Recently, I downloaded the IOS version of Plants vs. Zombies for my iPhone, and immediately found it as satisfyingly silly as I did before. Furthermore, I found I now enjoyed an even deeper experience of the game, due to a greater understanding of game creation and a variety of cultural issues. The most glaring issue that stood out to me now was that, despite the fact that the game’s style seems to be gender-inclusive (collecting and creating are primary goals), a number of elements of the game lean it well into the bounds of traditional “male” gaming (Pearce).

In many respects, Plants vs. Zombies stands as an excellent example of a gender inclusive game. The art style alone, at least on the side of the plants, fits well within the “beautiful/cute” category, with ever smiling sunflowers and adorably grumpy squashes (Pearce). The game further allows for a great amount of collection in the first stage with collecting sunshine to buy to plants, and allows for collection of coins in later stages. Furthermore, the various different zombies and their unique behaviors, require understanding said behaviors to know what plants to utilize. All of these various factors fit well within play styles that girls generally enjoy (Pearce).

Despite a variety of fairly unusual or quirky mechanics by video game industry standards, the majority of the gameplay still revolves around traditional game mechanics. As with all tower defense games, players create structures to destroy enemies before they can reach a goal point. The game similarly utilizes a variety of projectiles, either catapulted or shot from different plants, a traditional fixation of “boys games” (Fullerton 2). If nothing else, the core struggle of the game places it well within the male sphere, with the player having to either destroy the zombies or be destroyed by them.
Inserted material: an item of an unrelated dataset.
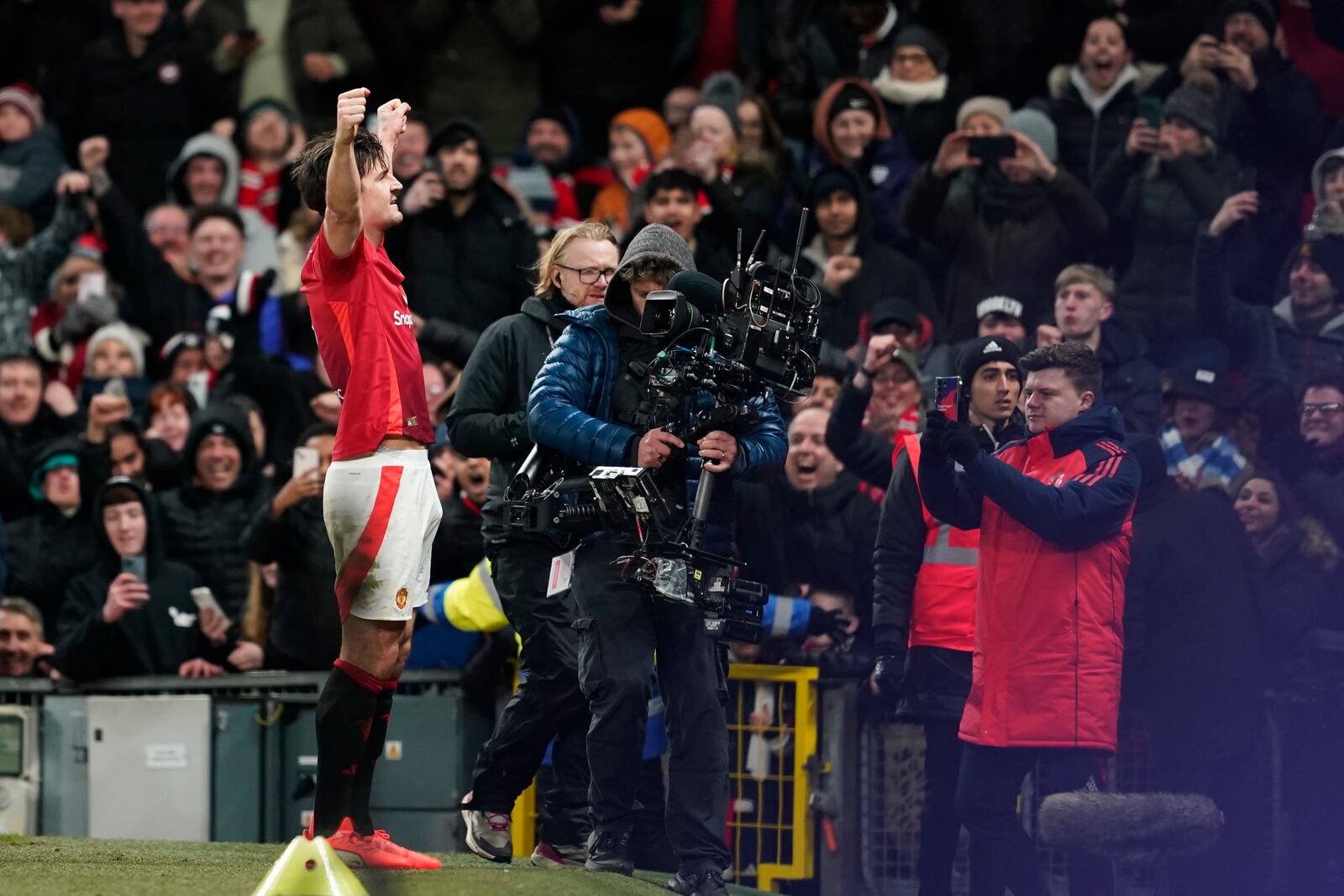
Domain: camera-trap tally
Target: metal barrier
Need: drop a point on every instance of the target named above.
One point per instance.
(772, 761)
While the core of the game appears clearly male, the rest of Plants vs. Zombies stands on much more complex ground. Take for example the space in which the game takes place. While, from a narrative perspective, the game still stands as unarguably male, the mere concept of zombies lying well within the bounds of masculine narrative, the setting saves it from this strict gendering(Fullerton 3). The main battleground, and point of defense, is the player’s own home, a domestic area traditionally aligned with the feminine (Jenkins par. 53). However, the action itself takes place everywhere but within the house, including the front yard, a pool, and even the roof of the house. In fact, the game ends if a zombie ever enters the house, signifying that the game takes place well outside the bounds of the traditionally feminine, along with serving as an apt metaphor for the current Hegemony of Play that thinks that economically speaking, the feminine is equivalent with death (Fron 1).
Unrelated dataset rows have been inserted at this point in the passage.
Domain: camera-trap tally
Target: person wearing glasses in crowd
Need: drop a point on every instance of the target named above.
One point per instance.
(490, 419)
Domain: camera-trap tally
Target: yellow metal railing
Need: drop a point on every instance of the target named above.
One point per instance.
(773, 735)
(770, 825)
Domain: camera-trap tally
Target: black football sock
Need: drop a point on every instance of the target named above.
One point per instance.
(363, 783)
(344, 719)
Bizarrely, not a single female character exists in Plants vs. Zombies. While all the plants stand as clearly androgynous, with one notable exception, all the zombies are male, as is Crazy Dan, the only other human character. Even the player character, while unseen, lets out a blood-curdling, but definitely male scream upon death. As if the scream alone was unclear, text appears reading “Zombies ate your brains”, to clarify that the player played as the now dead man. Girls playing the game, right up until the very end appear devoid of anyone to emphasize with, a common case in modern video gaming (Jenkins par. 83). However, accompanying the credits of the game a sunflower sings “Zombies on Your Lawn” a song written and performed by Laura Shigihara, allowing for at least one female “voice”. The song and video furthermore indicate that at least some of the plants may be female, allowing for a much more female inclusive atmosphere, assuming one has watched it.

While PopCap Games, the creator of Plants vs. Zombies, acknowledges that women make up 54% of its audience, they still allowed for players to only play as a male character, an unfortunately common practice in the video games industry, in which male is seen as the default (Griffiths 2, Fron 1). PopCap claims that they don’t attempt to “pigeonhole” their games, or actively address a particular audience (Graft par. 27). Despite this the game still makes use of a number of standard game conventions, created in the early boy’s club days of the video game industry (Fron 2). While Plants vs. Zombies serves as open enough ground to allow for entry by non “hardcore gamers”, many games and the gaming conventions within them serve as a turn-off to non-gamers, particularly women (Fron 2).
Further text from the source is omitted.